# Charlie2--Congratulations!



## cuchuflete

*Happy 1000 Charlie2 !!**!
*
 


Thanks for being a fine forero.  I always enjoy your contributions.

Un abrazo,
Cuchu
​


----------



## LadyBlakeney

Congratulations Charlie2!!!


----------



## Phryne

* !!!!!!!!!!FELICIDADES!!!!!!! *​ 

(Wow, I'm so inspired today! )


----------



## Artrella

*Charlie, I enjoy reading your posts,  especially those ones which bring the Chinese culture to me... Thank you and Congratulations on your 1000!!!!     *


----------



## Lancel0t

CONgratulations Charlie!


----------



## DDT

*BRAVO CHARLIE!!!​ *

DDT


----------



## Sev

Bravo Charlie    pour tous ces messages, pour tes progrès en français, ton envie d'en savoir toujours plus et comme l'a dit Artrella, merci de nous apporter un éclairage sur ta culture !


----------



## Whodunit

*感謝您的幫助, Charlie 。  ​*​
(Hope it's correct)​


----------



## Magg

Congratulations for your handful of posts

Magg


----------



## timpeac

Many congratulations Charlie


----------



## charlie2

Thank you, everyone.   
I have enjoyed myself so much with you around me.


----------



## Kelly B

Uh oh, late again -- congratulations!


----------



## Cath.S.

Je suis en retard aussi, pardonne-moi.
Félicitations pour ta détermination à apprendre notre langue et à en maîtriser les subtilités.
*BRAVO, CHER CHARLIE ! *


----------



## LV4-26

Bravo Charlie. Pourtant, il me semble que tu viens à peine d'arriver.


----------



## charlie2

LV4-26 said:
			
		

> ... il me semble que tu viens à peine d'arriver.

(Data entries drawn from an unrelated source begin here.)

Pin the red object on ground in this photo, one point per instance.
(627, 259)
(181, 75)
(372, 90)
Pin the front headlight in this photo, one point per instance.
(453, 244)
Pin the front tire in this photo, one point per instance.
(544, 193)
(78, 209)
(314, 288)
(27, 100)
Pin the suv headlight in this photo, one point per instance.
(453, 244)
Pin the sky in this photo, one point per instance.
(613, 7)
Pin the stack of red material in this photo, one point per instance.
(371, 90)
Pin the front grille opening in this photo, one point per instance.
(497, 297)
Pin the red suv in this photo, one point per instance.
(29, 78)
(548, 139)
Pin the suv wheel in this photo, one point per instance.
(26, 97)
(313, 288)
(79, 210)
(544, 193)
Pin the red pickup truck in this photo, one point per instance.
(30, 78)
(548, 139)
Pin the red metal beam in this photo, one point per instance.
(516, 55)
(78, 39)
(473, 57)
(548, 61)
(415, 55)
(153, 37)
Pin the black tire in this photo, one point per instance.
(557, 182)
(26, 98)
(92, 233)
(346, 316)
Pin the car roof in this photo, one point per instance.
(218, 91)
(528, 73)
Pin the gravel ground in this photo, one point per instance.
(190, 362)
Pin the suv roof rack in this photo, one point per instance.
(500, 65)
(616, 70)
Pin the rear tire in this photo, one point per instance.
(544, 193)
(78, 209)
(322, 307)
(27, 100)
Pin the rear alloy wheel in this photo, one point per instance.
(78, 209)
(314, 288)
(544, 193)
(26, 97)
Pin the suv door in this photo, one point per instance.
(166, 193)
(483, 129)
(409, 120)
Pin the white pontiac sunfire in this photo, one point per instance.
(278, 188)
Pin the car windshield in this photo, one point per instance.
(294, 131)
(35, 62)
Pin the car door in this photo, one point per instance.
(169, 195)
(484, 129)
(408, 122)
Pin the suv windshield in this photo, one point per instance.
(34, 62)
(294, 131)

I thought the same way too...  Thank you.


----------



## germinal

Better late than never - congratulations Charlie!   

Germinal.


.


----------



## Agnès E.

Lorsque Charlie s'en vient
Avec une question
On se dit : Tiens, tiens !
Voici notre champion,
Le gentleman du forum
Toujours courtois, toujours curieux,
Qui veut apprendre, écrire et parler mieux.
Qu'il s'agisse de champagne ou de recettes
C'est un gourmand de mots et d'expressions
L'esprit affûté, jamais en goguette
Il nous amène au bout de nos explications.


----------



## germinal

Agnes E. said:
			
		

> Lorsque Charlie s'en vient
> Avec une question
> On se dit : Tiens, tiens !
> Voici notre champion,
> Le gentleman du forum
> Toujours courtois, toujours curieux,
> Qui veut apprendre, écrire et parler mieux.
> Qu'il s'agisse de champagne ou de recettes
> C'est un gourmand de mots et d'expressions
> L'esprit affûté, jamais en goguette
> Il nous amène au bout de nos explications.


 

Et congratulations à Agnes pour un si joli tribut - tribut pour Charlie et une leçon pour les autres, comme moi, qui ne sont pas toujours assez sage. 


Germinal.

Merci en avance pour vos corrections.


.


----------



## charlie2

Agnes E. said:
			
		

> Lorsque Charlie s'en vient
> Avec une question
> On se dit : Tiens, tiens !
> Voici notre champion,
> Le gentleman du forum
> Toujours courtois, toujours curieux,
> Qui veut apprendre, écrire et parler mieux.
> Qu'il s'agisse de champagne ou de recettes
> C'est un gourmand de mots et d'expressions
> L'esprit affûté, jamais en goguette
> Il nous amène au bout de nos explications.


Praise shames me
for I secretly beg for it.     
-Tagore
_(The emphasis is mine.)_
Thank you, Agnès.    
Thank you, egueule, Germinal and Kelly.


----------